It was Greenlee's second attempt at getting the measure to become law after Nutter first shot the bill down in 2011. Despite a push by advocates and union leaders such as John Dougherty, business manager of Local 98 of the International Brotherhood of Electrical Workers, the six Councilmen who voted against the bill four weeks ago - Mark Squilla, Brian O'Neill, Denny O'Brien, Jim Kenney, David Oh and Bill Green - remained unmoved.
"We just hit them with three real estate tax increases in a row, we have AVI crushing small businesses, we have the use-and-occupancy tax we raised 20 percent last year . . . now mandatory sick leave?" said Squilla. "That's too much for them to swallow."
Nutter and some businesses leaders said the bill would hurt businesses and jobs.

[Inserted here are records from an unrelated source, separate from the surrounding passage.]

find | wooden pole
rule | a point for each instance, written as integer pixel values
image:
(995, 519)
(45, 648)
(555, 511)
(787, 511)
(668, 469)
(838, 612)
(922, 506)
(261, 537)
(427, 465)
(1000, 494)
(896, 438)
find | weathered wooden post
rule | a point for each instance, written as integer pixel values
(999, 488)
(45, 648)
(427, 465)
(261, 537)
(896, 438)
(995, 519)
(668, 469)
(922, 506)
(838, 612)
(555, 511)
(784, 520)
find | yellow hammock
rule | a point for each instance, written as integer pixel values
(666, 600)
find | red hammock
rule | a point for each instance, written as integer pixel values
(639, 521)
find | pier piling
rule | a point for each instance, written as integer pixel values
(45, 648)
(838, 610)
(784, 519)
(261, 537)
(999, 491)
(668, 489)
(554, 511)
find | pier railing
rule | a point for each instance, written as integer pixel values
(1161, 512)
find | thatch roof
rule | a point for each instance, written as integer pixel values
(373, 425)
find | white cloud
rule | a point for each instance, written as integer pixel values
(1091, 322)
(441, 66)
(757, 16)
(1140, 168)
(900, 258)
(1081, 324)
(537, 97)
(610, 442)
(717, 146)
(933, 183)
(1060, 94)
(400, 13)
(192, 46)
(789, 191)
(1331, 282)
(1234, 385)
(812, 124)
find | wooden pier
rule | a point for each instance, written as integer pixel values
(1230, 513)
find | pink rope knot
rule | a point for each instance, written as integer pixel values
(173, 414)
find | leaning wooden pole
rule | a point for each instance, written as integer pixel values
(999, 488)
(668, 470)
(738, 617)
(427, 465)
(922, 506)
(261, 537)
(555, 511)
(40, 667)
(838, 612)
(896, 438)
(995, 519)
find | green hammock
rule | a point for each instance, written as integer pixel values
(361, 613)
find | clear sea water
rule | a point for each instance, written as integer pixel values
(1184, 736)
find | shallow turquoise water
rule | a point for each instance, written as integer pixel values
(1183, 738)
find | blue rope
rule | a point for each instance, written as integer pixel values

Advocates and workers who the bill would benefit said it would help reduce the spread of illnesses.
Under the bill, employers with six to 20 workers would be required to provide four paid sick days a year, and larger businesses would have to provide seven days. Mom-and-pop stores would be exempt. Interns, nonregular employees, and state and federal employees would be excluded.
As an alternative, some Council members and the Chamber of Commerce have tossed up the idea of offering tax credits to businesses that offer paid sick leave. Greenlee, who said he's "not feeling that one," questioned what the cost would be to the city.
Despite the defeat in Philadelphia, New York City became the latest large city last month to mandate that businesses provide paid sick leave. Other areas with similar measures include Portland, Ore., San Francisco and Washington, D.C.
So, will Greenlee try his luck a third time? "We'll see," he said.
In other news, Council's Committee on Labor and Civil Service advanced a measure sponsored by Kenney that would provide tax credits to businesses that offer health benefits to same-sex partners. Also, under the bill all new or renovated city buildings must have gender-neutral bathrooms.